Zone de vulnérabilité, un dysfonctionnement institutionnel est en chantier. Vous êtes ces "nouvelles pauvres ordinaires" ignorées. Esclavage moderne, votre ration alimentaire ne se trouve plus à l'épicerie sociale, mais dans votre prestation physique offerte. Consommateur, consommable, consommant, consommé, l'économie a fait main basse sur votre sexualité, annihilant votre ultime altérité. Nécessité de survie, l'échange est économico-sexuel. La société vous violente et vous vous faites violence. Votre chair, "corps-marché", saigne pour vous nourrir et nourrir vos enfants. Indicible luxure, votre alternative n'est plus binaire entre le vice et la vertu. Cercle vicieux d'une stagnation du pouvoir d'achat, vous êtes même contraintes de poursuivre ce que vous aviez imaginé initialement n'être qu'une parenthèse. Femmes courages, néo-symboles d'une réalité économique aux paramètres dissonants, je vous salue Endza, Chlöe, Valérie, je vous salue respectueusement mesdames!
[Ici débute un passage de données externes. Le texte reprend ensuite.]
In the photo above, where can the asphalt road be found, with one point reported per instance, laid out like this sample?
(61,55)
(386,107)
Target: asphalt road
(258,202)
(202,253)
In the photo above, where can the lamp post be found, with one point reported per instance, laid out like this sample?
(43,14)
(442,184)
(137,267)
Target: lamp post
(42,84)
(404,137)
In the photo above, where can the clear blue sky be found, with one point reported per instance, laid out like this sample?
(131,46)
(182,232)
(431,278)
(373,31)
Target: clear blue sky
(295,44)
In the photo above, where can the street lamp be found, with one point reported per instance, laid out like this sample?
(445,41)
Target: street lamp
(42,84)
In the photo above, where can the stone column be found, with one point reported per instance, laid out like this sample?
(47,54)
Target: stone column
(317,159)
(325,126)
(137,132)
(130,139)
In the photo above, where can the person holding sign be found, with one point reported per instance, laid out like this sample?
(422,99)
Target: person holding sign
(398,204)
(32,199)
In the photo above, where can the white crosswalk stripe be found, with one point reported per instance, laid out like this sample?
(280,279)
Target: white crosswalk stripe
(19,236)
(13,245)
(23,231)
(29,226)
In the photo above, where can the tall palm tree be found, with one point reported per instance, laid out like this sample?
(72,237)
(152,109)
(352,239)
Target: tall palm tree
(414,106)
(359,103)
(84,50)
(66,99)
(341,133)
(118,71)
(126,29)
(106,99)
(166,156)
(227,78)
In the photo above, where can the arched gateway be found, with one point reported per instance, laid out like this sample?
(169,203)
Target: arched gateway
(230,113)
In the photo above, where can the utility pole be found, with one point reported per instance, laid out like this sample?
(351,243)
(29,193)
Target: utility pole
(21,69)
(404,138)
Selon l'Insee, une personne est pauvre dans l'hexagone si son niveau de vie est inférieur à 60 % du niveau de vie médian de la population française, soit 1008,00 euros mensuels par individu, ce qui représente 9 millions de personnes, soit 14,1 % de la population. Majoritairement les personnes qui frisent le seuil de déclassement sont des femmes. La faible présence des femmes à des postes-clés et les écarts de rémunération qui existent à postes équivalents sont également pointés. Les femmes sont, en moyenne, payées 15,8% de moins que leurs homologues masculins. (Niveau de vie pauvreté – Insee 2017)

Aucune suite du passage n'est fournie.